Et le korat dans tout ça ? Ben le korat, on connait pas ! Enfin un peu. On sait que c’est bleu avec la tête en forme de coeur, et que ça n’a pas de sous-poils (pour l’anecdote, un vieux juge avec 60 ans de carrière avait osé me dire qu’Elizir n’avait pas assez de sous-poils. Et j’ai payé 70 € pour entendre ces conneries !!!). Les juges ne se remettent pas en question. Ils préfèrent bafouiller des âneries plutôt que d’ouvrir leur standard.

Et quand bien même, pour moi le korat n’a pas de standard sauf celui qu’en ont fait les éleveurs européens en lui forgeant un physique loin du korat thaïlandais originel. Le korat est une race NATURELLE. En Europe on fait de l’eugénisme en travaillant la consanguinité pour fixer un type avec un corps plus court, une tête plus ronde. On voit ce que ça a donné avec le persan (celui d’une amie a aspiré de l’eau en buvant dans sa gamelle et s’est noyé). Le LOOF a même autorisé le mariage avec le chartreux il y a quelques années ! C’est tout ce que je vomis dans le monde de l’élevage. Les éleveurs s’adaptent à la demande et aux goûts des clients plutôt que de préserver les races.

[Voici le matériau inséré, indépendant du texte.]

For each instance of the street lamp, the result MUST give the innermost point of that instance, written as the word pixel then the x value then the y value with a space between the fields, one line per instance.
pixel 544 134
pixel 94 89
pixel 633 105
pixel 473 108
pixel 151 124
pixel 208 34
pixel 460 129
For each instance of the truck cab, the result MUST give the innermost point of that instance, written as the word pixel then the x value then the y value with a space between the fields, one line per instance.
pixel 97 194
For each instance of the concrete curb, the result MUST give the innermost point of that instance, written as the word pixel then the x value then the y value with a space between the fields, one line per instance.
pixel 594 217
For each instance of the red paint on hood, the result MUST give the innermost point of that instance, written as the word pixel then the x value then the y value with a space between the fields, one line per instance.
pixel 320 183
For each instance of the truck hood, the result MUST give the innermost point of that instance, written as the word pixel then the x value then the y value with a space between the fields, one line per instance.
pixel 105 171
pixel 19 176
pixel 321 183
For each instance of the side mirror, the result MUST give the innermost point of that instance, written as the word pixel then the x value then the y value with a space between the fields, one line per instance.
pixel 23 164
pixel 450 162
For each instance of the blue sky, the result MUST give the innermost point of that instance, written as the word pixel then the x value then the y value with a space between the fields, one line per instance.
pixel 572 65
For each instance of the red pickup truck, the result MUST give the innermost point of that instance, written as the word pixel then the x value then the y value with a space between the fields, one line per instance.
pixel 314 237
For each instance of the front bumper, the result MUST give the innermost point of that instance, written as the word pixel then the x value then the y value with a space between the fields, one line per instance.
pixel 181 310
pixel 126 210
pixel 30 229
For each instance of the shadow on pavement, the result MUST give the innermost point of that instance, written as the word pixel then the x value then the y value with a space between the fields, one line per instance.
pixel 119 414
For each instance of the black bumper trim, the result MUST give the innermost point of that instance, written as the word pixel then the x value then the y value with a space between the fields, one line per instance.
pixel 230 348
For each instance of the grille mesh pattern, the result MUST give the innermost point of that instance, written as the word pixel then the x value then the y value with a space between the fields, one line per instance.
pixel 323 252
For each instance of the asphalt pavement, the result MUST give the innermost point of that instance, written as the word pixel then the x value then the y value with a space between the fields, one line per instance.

des copinades par devant, mais par derrière...

Au début je pensais avoir fait de chouettes rencontres. Je n’ai pas fait 50 expos, mais j’aimais retrouver toujours les mêmes personnes de qui j’apprenais beaucoup de choses, avec qui j’avais une passion en commun. Et puis je me suis assez vite rendue compte que ces personnes avaient 2 facettes : la sympatique lèche-cul pendant le week-end, et la faux-cul tout le reste du temps, à balancer sur telle et telle personne, sa façon d’élever, son choix des reproducteurs, et patati et patata. Heureusement je n’avais pas de « concurrent » donc les gens ne trouvaient pas tellement à redire sur le korat, mais quand même un peu. En cherchant bien on trouve toujours une critique à faire 🙂

J’ai assez rapidement abandonné les expositions félines pour toutes ces raisons, parce que c’est du stress et un risque de maladie pour mes chats, parce qu’on y fait que des mauvaises rencontres, que les résultats sont connus avant même que le concours n’ait commencé. Alors payer si cher pour tout ça, non merci. L’élevage est une passion onéreuse, et je préfère investir dans de la bonne nourriture et des arbres à chat plutôt que de parader pour la gloire.